Il y a cepen­dant quelque chose de neuf dans le paysage médi­a­tique que cette polémique met en évi­dence, c’est que les chiens de garde, les vrais, ceux qui dés­espèrent de ne par­venir, pour l’heure, à sif­fler le reste de la meute, sont tombés sur un os. Cet os, c’est qu’à rebours des dis­cours offi­ciels mon­di­al­istes, mul­ti­cul­tur­al­istes ou inter­na­tion­al­istes, les Français, en l’occurrence les téléspec­ta­teurs et les audi­teurs français, expri­ment un besoin pro­fond de se res­saisir, en tant que peu­ple, à tra­vers leur His­toire nationale.

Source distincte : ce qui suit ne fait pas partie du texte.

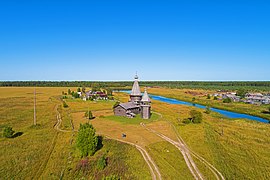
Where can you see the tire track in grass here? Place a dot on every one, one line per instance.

Et cela répond à une néces­sité bien plus grave, bien plus intime, bien plus essen­tielle que les cli­vages par­ti­sans ou les querelles idéologiques. C’est cette néces­sité qui a abouti à un véri­ta­ble plébiscite oblig­eant des médias, con­traints par l’audimat, à don­ner une place impor­tante à des per­son­nal­ités qui par leurs con­vic­tions ou leur sen­si­bil­ité patri­o­tique, déno­tent en effet dans la pen­sée majori­taire ayant cours dans ces milieux. Pour­tant, il ne s’agit pas ici de dan­ger fas­cisant ou autres fan­tasmes dont sont si friands les inquisi­teurs paten­tés afin de se don­ner la sen­sa­tion d’être des résis­tants. Il ne s’agit même pas de poli­tique à pro­pre­ment par­ler. Il s’agit, sim­ple­ment, dans nos cir­con­stances, d’une sorte de fatal­ité his­torique, qui pour­rait du reste prélud­er d’un sursaut.